Когда я вылез на берег, Лили, плача, поднималась к себе. Я вытер голову, потом спросил мать, что случилось. Но, судя по всему, у матери были свои проблемы.
Дмитрий качался на полотняном стуле, держа в руке пиво, другая банка торчала у него из кармана. Он хмуро смотрел перед собой.
Я поднялся наверх поглядеть, что происходит. Когда я вошел, Лили лежала на кровати и рыдала.
— Уйди отсюда! — крикнула она мне. — Оставь меня в покое.
Я сел на кровать и некоторое время подавал ей бумажные платки.
— Придется привыкать, — сказал я. — Всякий надеется, что у него обязательно будет по‑другому, только это еще никому не удавалось.
Я положил руку ей на плечо, потом добавил:
— Твоя мать никогда не плакала. Ты ведь хочешь знать, какая она была.
Некоторое время спустя мы вернулись вниз.
Еще через некоторое время Дмитрий запустил стаканом в своего отца и убежал, перемахнув через кусты. Ришар рассказал, что один из его сыновей тоже как‑то показал ему кулак и что это свидетельствует о вырождении человечества. «Диаблос» только кивал, пока Ольга вытирала ему рубашку.
Кароль встала из‑за стола и ушла со страдальческим видом.

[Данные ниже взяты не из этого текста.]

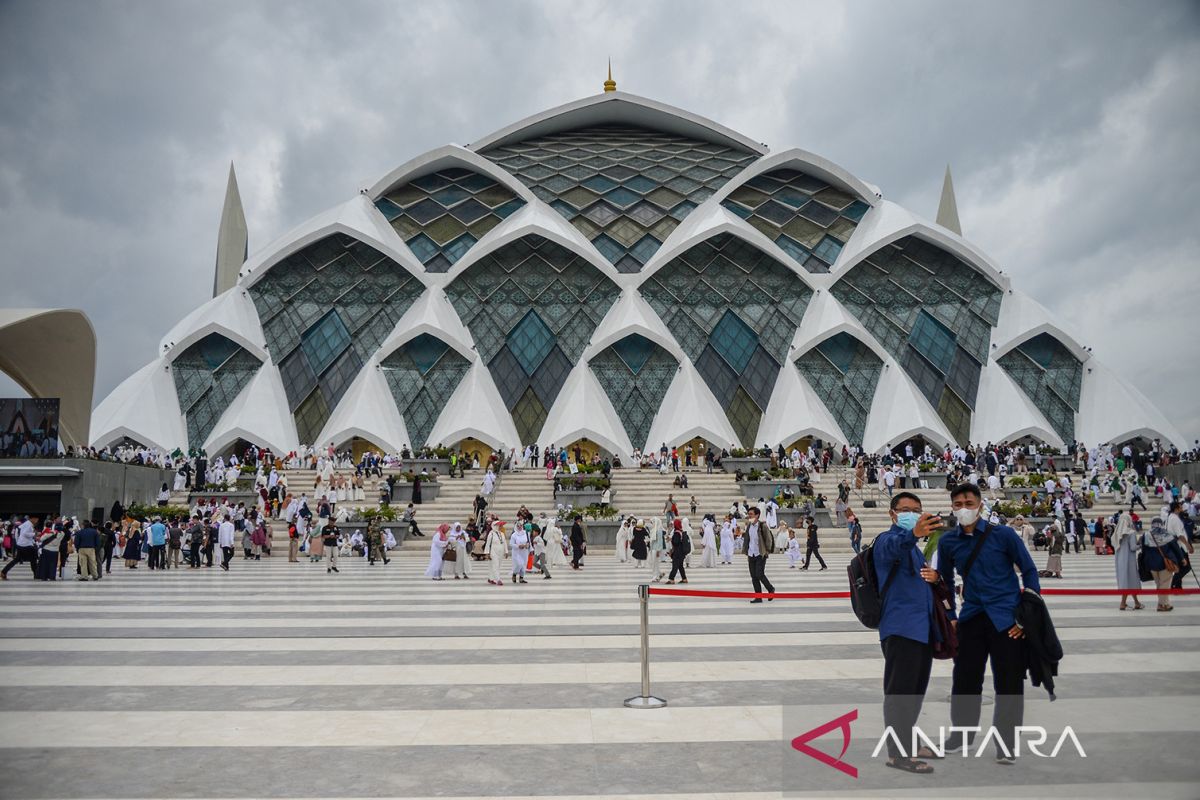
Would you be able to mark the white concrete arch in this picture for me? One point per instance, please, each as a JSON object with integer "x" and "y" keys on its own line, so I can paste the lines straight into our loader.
{"x": 893, "y": 223}
{"x": 805, "y": 162}
{"x": 232, "y": 314}
{"x": 1021, "y": 318}
{"x": 145, "y": 408}
{"x": 258, "y": 414}
{"x": 369, "y": 411}
{"x": 795, "y": 411}
{"x": 357, "y": 218}
{"x": 618, "y": 108}
{"x": 582, "y": 410}
{"x": 688, "y": 410}
{"x": 447, "y": 157}
{"x": 477, "y": 410}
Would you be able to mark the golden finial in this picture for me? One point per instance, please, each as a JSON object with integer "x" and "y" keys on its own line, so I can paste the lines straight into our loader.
{"x": 610, "y": 84}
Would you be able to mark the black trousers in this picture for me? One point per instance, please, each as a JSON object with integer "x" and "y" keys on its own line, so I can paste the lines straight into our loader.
{"x": 759, "y": 573}
{"x": 979, "y": 642}
{"x": 24, "y": 554}
{"x": 906, "y": 667}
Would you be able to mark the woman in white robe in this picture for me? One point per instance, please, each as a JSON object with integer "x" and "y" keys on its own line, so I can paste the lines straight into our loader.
{"x": 497, "y": 549}
{"x": 462, "y": 561}
{"x": 520, "y": 546}
{"x": 437, "y": 551}
{"x": 727, "y": 541}
{"x": 708, "y": 559}
{"x": 624, "y": 536}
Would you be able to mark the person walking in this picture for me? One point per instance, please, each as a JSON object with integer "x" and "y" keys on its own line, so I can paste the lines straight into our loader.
{"x": 985, "y": 555}
{"x": 760, "y": 545}
{"x": 906, "y": 624}
{"x": 1125, "y": 548}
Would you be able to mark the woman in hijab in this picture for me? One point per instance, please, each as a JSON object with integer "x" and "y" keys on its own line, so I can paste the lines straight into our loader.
{"x": 1126, "y": 546}
{"x": 437, "y": 549}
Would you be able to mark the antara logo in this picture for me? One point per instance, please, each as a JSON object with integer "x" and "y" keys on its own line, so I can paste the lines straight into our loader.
{"x": 1033, "y": 737}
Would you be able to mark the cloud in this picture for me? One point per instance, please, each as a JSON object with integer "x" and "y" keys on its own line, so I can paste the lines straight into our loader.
{"x": 1069, "y": 127}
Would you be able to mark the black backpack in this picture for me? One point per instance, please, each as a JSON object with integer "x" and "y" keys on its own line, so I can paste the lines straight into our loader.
{"x": 865, "y": 594}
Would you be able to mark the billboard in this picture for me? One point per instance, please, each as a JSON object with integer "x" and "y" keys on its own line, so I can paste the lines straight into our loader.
{"x": 29, "y": 427}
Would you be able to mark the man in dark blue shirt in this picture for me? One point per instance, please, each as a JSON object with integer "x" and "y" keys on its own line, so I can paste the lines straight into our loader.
{"x": 987, "y": 625}
{"x": 906, "y": 624}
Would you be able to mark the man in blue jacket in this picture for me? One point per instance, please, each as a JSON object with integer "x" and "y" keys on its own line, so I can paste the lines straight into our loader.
{"x": 987, "y": 626}
{"x": 906, "y": 624}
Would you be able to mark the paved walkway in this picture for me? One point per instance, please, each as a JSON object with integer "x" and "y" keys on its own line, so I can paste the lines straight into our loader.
{"x": 279, "y": 680}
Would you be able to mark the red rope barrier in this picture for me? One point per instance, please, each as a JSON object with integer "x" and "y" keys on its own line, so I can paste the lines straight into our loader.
{"x": 845, "y": 595}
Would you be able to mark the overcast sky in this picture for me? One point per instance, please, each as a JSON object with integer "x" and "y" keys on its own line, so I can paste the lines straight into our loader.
{"x": 1073, "y": 131}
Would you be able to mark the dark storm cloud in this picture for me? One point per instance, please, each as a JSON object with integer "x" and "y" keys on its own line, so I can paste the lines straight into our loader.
{"x": 1071, "y": 128}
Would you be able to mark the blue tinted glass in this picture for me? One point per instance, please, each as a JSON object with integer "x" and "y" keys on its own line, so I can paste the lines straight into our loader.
{"x": 531, "y": 342}
{"x": 735, "y": 341}
{"x": 634, "y": 350}
{"x": 324, "y": 342}
{"x": 933, "y": 341}
{"x": 425, "y": 350}
{"x": 839, "y": 349}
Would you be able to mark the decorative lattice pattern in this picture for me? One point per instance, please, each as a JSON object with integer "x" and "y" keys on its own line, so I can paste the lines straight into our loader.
{"x": 423, "y": 376}
{"x": 325, "y": 310}
{"x": 209, "y": 376}
{"x": 1051, "y": 377}
{"x": 934, "y": 312}
{"x": 441, "y": 216}
{"x": 624, "y": 188}
{"x": 733, "y": 310}
{"x": 531, "y": 307}
{"x": 844, "y": 373}
{"x": 635, "y": 373}
{"x": 808, "y": 218}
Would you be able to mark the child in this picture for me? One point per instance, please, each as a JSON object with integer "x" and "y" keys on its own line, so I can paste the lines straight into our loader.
{"x": 793, "y": 548}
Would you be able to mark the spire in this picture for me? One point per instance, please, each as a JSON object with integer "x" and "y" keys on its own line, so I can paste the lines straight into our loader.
{"x": 948, "y": 209}
{"x": 232, "y": 239}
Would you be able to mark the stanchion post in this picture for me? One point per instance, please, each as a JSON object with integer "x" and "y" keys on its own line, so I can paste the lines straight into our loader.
{"x": 645, "y": 701}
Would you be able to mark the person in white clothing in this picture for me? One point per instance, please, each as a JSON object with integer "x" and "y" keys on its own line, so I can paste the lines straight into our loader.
{"x": 708, "y": 558}
{"x": 519, "y": 543}
{"x": 793, "y": 549}
{"x": 727, "y": 540}
{"x": 437, "y": 552}
{"x": 496, "y": 548}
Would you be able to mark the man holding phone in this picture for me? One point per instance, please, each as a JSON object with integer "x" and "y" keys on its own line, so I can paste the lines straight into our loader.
{"x": 987, "y": 626}
{"x": 906, "y": 623}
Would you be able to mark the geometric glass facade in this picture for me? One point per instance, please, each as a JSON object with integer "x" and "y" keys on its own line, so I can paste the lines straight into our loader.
{"x": 531, "y": 307}
{"x": 421, "y": 376}
{"x": 1051, "y": 377}
{"x": 209, "y": 374}
{"x": 624, "y": 188}
{"x": 934, "y": 312}
{"x": 808, "y": 218}
{"x": 325, "y": 310}
{"x": 733, "y": 310}
{"x": 635, "y": 374}
{"x": 844, "y": 373}
{"x": 439, "y": 216}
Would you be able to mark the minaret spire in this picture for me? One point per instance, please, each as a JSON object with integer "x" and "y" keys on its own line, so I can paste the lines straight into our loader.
{"x": 948, "y": 208}
{"x": 232, "y": 239}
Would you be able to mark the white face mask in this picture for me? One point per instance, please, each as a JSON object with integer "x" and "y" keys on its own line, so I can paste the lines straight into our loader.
{"x": 966, "y": 516}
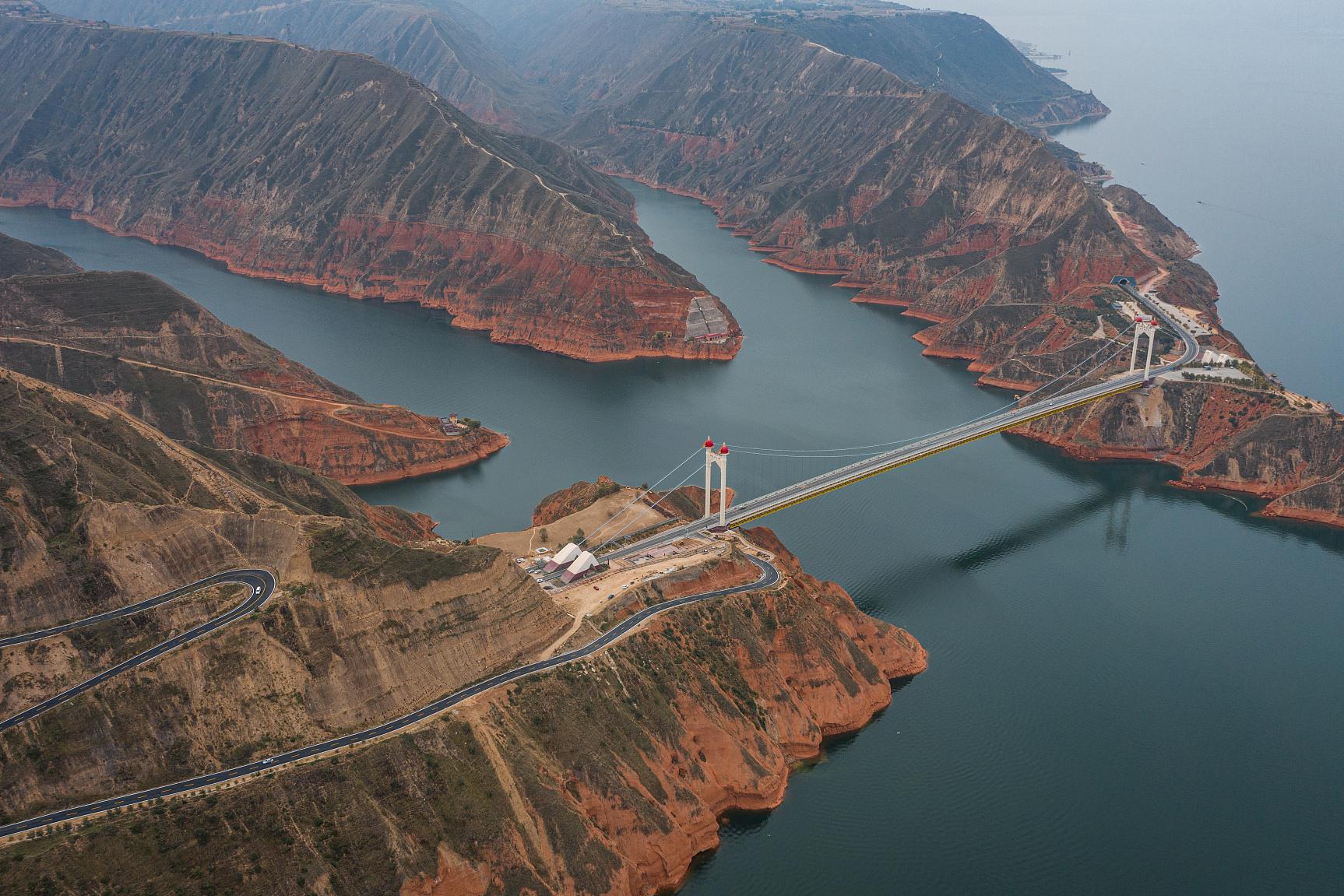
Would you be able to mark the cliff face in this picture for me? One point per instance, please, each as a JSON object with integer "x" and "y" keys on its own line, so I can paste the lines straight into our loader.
{"x": 572, "y": 500}
{"x": 605, "y": 777}
{"x": 957, "y": 54}
{"x": 133, "y": 342}
{"x": 100, "y": 505}
{"x": 335, "y": 171}
{"x": 438, "y": 44}
{"x": 832, "y": 164}
{"x": 1233, "y": 437}
{"x": 101, "y": 511}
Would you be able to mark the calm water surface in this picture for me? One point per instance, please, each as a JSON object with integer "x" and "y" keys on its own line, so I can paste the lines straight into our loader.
{"x": 1131, "y": 688}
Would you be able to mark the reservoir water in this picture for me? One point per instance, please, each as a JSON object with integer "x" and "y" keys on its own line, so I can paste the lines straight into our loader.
{"x": 1131, "y": 688}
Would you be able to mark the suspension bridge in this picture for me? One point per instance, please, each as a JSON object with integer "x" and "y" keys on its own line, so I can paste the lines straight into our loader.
{"x": 1061, "y": 394}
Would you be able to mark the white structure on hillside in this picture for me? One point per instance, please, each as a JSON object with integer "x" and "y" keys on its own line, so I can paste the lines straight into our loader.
{"x": 564, "y": 557}
{"x": 582, "y": 564}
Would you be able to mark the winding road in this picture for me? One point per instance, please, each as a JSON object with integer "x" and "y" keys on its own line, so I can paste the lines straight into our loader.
{"x": 261, "y": 585}
{"x": 740, "y": 515}
{"x": 769, "y": 578}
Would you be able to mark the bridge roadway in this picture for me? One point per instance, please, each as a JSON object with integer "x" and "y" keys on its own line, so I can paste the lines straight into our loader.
{"x": 740, "y": 515}
{"x": 769, "y": 577}
{"x": 800, "y": 492}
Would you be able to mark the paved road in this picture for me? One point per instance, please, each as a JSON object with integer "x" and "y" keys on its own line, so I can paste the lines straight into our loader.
{"x": 800, "y": 492}
{"x": 769, "y": 577}
{"x": 259, "y": 583}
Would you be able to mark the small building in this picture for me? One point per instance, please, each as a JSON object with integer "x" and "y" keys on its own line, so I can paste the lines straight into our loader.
{"x": 582, "y": 564}
{"x": 565, "y": 557}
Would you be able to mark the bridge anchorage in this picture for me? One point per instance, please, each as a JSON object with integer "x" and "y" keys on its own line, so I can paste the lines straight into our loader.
{"x": 716, "y": 460}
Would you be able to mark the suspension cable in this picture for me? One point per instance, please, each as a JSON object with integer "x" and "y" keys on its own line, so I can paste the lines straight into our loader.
{"x": 651, "y": 507}
{"x": 637, "y": 497}
{"x": 765, "y": 450}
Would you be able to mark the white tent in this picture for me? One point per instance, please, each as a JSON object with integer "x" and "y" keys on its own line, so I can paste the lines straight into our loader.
{"x": 564, "y": 557}
{"x": 583, "y": 563}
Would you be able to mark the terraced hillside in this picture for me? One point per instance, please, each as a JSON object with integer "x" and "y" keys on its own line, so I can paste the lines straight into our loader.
{"x": 336, "y": 171}
{"x": 132, "y": 342}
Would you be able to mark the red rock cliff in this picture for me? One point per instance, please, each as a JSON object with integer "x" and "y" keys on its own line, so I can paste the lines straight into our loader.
{"x": 336, "y": 171}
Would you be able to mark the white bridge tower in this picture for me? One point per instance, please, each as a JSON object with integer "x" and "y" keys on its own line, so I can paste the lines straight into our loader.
{"x": 1144, "y": 325}
{"x": 716, "y": 460}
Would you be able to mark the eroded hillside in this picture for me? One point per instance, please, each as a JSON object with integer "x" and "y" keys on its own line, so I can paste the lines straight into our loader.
{"x": 131, "y": 340}
{"x": 336, "y": 171}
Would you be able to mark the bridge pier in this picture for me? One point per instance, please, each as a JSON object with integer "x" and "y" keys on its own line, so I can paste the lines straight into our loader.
{"x": 716, "y": 459}
{"x": 1144, "y": 325}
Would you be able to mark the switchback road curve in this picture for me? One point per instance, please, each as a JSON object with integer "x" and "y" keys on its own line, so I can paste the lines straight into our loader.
{"x": 261, "y": 585}
{"x": 769, "y": 578}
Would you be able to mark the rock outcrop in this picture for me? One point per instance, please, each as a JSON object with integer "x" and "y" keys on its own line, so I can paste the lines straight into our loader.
{"x": 832, "y": 164}
{"x": 572, "y": 500}
{"x": 132, "y": 342}
{"x": 1237, "y": 435}
{"x": 441, "y": 44}
{"x": 603, "y": 777}
{"x": 335, "y": 171}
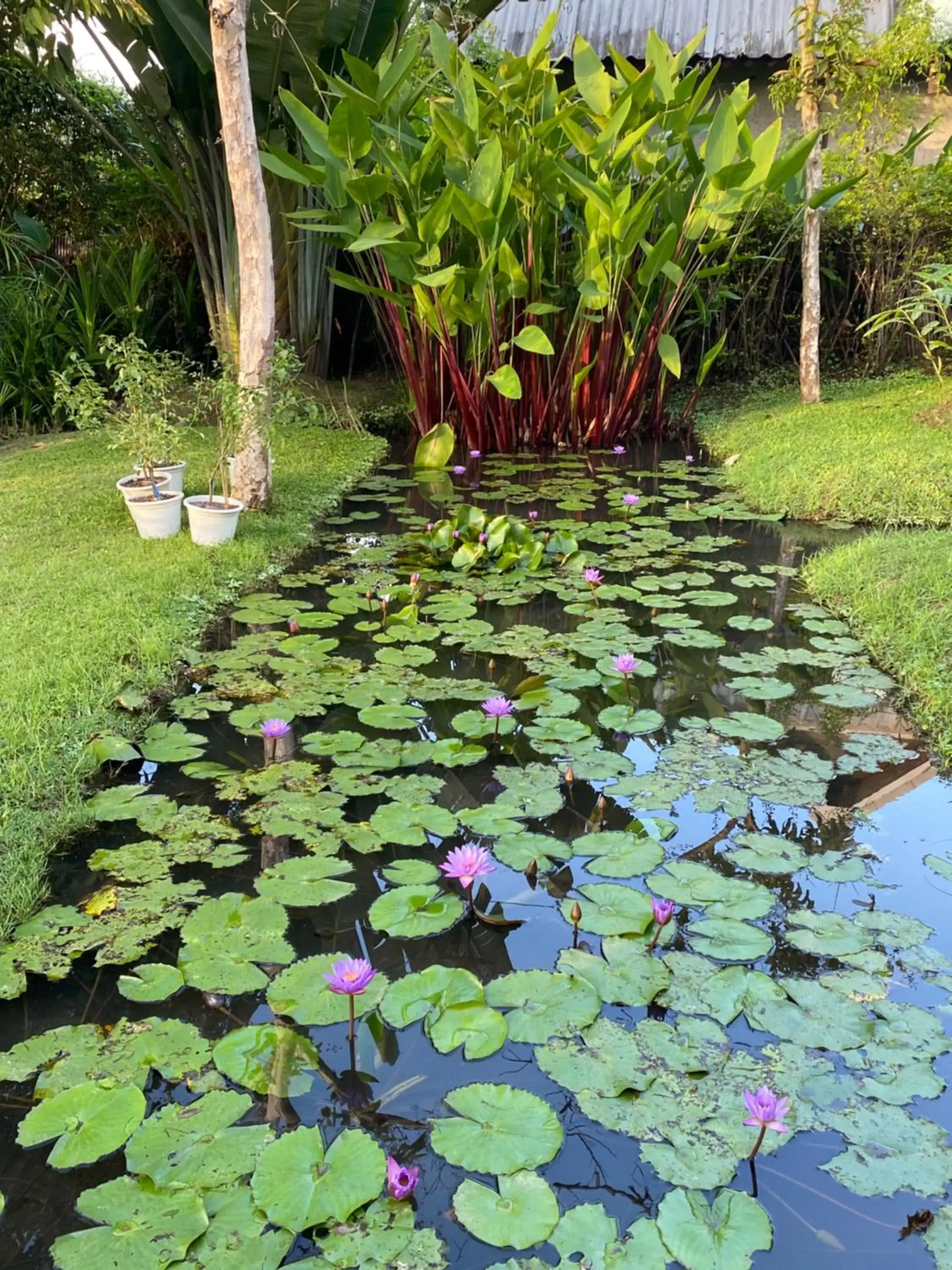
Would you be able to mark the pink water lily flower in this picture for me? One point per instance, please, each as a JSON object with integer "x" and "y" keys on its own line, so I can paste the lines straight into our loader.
{"x": 349, "y": 977}
{"x": 466, "y": 864}
{"x": 402, "y": 1182}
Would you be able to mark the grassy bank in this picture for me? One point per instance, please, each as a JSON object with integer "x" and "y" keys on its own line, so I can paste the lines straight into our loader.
{"x": 872, "y": 451}
{"x": 88, "y": 610}
{"x": 897, "y": 591}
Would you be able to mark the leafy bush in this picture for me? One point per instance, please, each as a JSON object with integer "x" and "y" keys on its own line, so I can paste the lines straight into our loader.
{"x": 532, "y": 252}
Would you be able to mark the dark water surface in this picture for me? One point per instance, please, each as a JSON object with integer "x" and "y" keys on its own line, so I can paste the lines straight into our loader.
{"x": 899, "y": 809}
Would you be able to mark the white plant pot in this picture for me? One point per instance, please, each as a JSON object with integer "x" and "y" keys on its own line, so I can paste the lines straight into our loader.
{"x": 129, "y": 491}
{"x": 174, "y": 472}
{"x": 211, "y": 526}
{"x": 162, "y": 520}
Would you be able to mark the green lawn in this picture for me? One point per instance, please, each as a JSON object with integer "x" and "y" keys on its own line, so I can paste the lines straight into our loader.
{"x": 897, "y": 591}
{"x": 88, "y": 609}
{"x": 871, "y": 451}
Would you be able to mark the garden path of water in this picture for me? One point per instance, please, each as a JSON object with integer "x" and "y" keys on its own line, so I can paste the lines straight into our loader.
{"x": 754, "y": 770}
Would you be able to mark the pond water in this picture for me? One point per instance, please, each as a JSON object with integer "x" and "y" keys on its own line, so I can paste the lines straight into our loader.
{"x": 753, "y": 769}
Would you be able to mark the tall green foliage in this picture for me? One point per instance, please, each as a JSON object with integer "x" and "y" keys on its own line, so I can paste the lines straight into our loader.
{"x": 535, "y": 251}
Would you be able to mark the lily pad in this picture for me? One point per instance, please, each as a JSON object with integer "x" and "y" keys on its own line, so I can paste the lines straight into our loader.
{"x": 499, "y": 1129}
{"x": 522, "y": 1213}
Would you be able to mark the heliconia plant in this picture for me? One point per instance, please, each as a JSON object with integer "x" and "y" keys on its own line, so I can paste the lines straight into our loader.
{"x": 534, "y": 253}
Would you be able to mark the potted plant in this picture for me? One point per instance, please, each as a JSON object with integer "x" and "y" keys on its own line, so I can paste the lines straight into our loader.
{"x": 212, "y": 519}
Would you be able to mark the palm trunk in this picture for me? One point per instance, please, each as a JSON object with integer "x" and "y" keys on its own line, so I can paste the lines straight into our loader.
{"x": 254, "y": 247}
{"x": 810, "y": 252}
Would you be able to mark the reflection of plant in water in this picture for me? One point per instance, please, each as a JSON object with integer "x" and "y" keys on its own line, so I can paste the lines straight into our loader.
{"x": 396, "y": 778}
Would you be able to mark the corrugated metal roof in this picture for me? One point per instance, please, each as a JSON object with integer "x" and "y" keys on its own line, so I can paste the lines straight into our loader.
{"x": 733, "y": 28}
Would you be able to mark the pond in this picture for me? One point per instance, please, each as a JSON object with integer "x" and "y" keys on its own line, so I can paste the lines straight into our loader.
{"x": 567, "y": 1075}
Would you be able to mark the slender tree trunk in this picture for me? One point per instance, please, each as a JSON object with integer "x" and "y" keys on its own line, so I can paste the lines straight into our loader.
{"x": 253, "y": 228}
{"x": 810, "y": 251}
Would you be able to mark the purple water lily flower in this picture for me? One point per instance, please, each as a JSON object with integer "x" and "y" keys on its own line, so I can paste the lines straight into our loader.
{"x": 662, "y": 911}
{"x": 402, "y": 1182}
{"x": 466, "y": 864}
{"x": 349, "y": 977}
{"x": 497, "y": 708}
{"x": 767, "y": 1112}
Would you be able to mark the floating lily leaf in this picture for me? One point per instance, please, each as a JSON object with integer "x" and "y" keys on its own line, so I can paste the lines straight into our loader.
{"x": 171, "y": 743}
{"x": 633, "y": 723}
{"x": 723, "y": 1236}
{"x": 382, "y": 1236}
{"x": 729, "y": 940}
{"x": 825, "y": 934}
{"x": 237, "y": 1237}
{"x": 625, "y": 975}
{"x": 145, "y": 1227}
{"x": 889, "y": 1151}
{"x": 268, "y": 1060}
{"x": 812, "y": 1015}
{"x": 608, "y": 908}
{"x": 225, "y": 936}
{"x": 305, "y": 882}
{"x": 768, "y": 854}
{"x": 409, "y": 912}
{"x": 620, "y": 854}
{"x": 198, "y": 1146}
{"x": 748, "y": 727}
{"x": 151, "y": 981}
{"x": 89, "y": 1121}
{"x": 523, "y": 1212}
{"x": 300, "y": 1187}
{"x": 303, "y": 994}
{"x": 499, "y": 1129}
{"x": 542, "y": 1005}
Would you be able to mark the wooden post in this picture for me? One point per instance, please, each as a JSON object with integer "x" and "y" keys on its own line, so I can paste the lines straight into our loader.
{"x": 229, "y": 18}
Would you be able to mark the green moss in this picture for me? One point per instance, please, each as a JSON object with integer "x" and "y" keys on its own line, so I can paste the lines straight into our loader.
{"x": 874, "y": 451}
{"x": 87, "y": 609}
{"x": 897, "y": 591}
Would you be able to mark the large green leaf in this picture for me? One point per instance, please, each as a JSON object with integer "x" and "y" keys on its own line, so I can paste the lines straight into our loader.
{"x": 499, "y": 1129}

Я наклонился к Лили и сказал, что если она хочет покататься со мной на лодке, то сейчас как раз подходящий момент.
Ей не хотелось.
— Займись лучше Кароль, — посоветовала она.
Кароль и в самом деле было нехорошо: она стояла поодаль, держась за черное дерево, ее рвало. Я нашел глазами Ришара — он о чем‑то увлеченно беседовал с отцом Дмитрия, а мать и Ольга убирали со стола.
Я наклонился над Кароль.
— Только не говори мне, что я напилась, — пробормотала она между двумя спазмами. — Не надо банальностей.
— А что же тогда? На солнце перегрелась?
— Нет, не на солнце. При чем здесь солнце?
Я потер ей спину.
— Ну‑ну, будь умницей, — сказал я. — Ну же.
Я отвел ее в ванную, а сам устроился в гостиной с газетой. Я прочел, что наводнения вскоре сменятся засухой, поэтому нас просят не мыть машины. Вдруг Кароль взвизгнула и вылетела из ванной.
— Там крыса, — выпалила она.
— Странное дело, — сказал я.
— Пойди сам посмотри. За стиральной машиной.
Мы пошли в сарай за лопатой.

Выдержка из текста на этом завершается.